If a sample of 0.140 g of #KCN# is treated with an excess of #HCl#, how do you calculate the amount of #HCN# formed, in grams?

When potassium cyanide (#KCN#) reacts with acids, a deadly poisonous gas, hydrogen cyanide (#HCN#), is given off.
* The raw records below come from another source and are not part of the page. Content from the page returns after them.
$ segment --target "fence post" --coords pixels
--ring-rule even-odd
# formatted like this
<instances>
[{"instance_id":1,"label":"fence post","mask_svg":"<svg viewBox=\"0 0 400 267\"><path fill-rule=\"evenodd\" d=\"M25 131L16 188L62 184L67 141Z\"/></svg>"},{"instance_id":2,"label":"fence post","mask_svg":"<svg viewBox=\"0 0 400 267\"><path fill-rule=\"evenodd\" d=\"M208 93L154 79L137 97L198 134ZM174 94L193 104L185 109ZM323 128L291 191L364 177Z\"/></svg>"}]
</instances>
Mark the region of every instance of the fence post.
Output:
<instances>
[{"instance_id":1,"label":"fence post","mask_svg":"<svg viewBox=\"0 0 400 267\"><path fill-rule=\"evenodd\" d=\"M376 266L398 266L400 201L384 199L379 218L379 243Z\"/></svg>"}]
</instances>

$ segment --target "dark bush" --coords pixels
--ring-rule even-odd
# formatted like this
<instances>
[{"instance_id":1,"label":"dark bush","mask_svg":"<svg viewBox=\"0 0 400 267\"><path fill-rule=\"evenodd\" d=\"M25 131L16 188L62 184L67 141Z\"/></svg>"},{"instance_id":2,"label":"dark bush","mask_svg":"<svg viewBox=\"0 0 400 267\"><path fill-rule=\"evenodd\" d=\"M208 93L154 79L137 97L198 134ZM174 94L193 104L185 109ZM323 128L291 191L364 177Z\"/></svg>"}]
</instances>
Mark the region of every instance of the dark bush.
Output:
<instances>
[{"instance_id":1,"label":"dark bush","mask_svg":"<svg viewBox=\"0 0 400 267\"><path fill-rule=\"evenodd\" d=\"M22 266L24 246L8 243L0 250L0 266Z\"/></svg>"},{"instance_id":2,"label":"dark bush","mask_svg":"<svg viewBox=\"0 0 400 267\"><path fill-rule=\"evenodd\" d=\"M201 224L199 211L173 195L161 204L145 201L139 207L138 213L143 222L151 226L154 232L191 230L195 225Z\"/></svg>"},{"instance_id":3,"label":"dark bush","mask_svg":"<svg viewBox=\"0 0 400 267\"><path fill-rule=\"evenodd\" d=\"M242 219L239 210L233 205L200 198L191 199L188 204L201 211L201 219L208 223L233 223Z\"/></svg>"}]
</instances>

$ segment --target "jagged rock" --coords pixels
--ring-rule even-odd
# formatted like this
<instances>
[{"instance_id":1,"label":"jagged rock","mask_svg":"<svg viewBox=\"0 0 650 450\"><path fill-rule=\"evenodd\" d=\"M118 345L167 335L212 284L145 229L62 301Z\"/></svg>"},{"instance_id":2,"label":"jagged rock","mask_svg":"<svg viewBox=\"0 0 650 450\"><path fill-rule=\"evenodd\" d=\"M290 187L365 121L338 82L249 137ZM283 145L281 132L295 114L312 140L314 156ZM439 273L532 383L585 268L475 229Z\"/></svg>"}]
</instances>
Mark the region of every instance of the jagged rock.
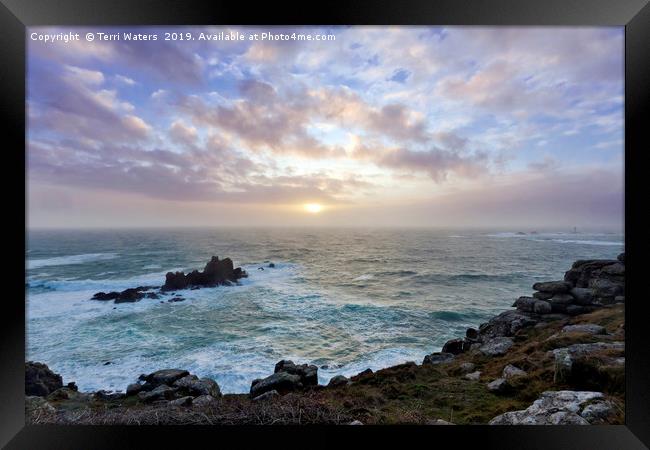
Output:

Here is the equation: #KCN(aq) + HCl(aq) -> KCI(aq) + HCN(g)#

1 Answer
Jan 8, 2017

Answer:

#"Moles of potassium cyanide"# #-=# #"Moles of hydrogen cyanide,"#

Explanation:

As with all problems of this type we write an equation to represent the stoichiometric equivalence:

#K^+""^(-)C-=N(aq) + HCl(aq) rarr H-C-=N(g) + K^+Cl^(-)(aq)#

And thus there is #1:1# equivalence.

#"Moles of potassium cyanide"# #-=# #(0.140*g)/(65.12*g*mol^-1)#

#=2.15xx10^-3*mol.#

And given the equivalence, we multiply this molar quantity by the molecular mass of hydrogen cyanide,

#=2.15xx10^-3*molxx27.03*g=58.1*mg.#

Hydrogen cyanide has been used as a rat poison, and as a human poison. It has the faint odour of almonds, not that you want to smell it.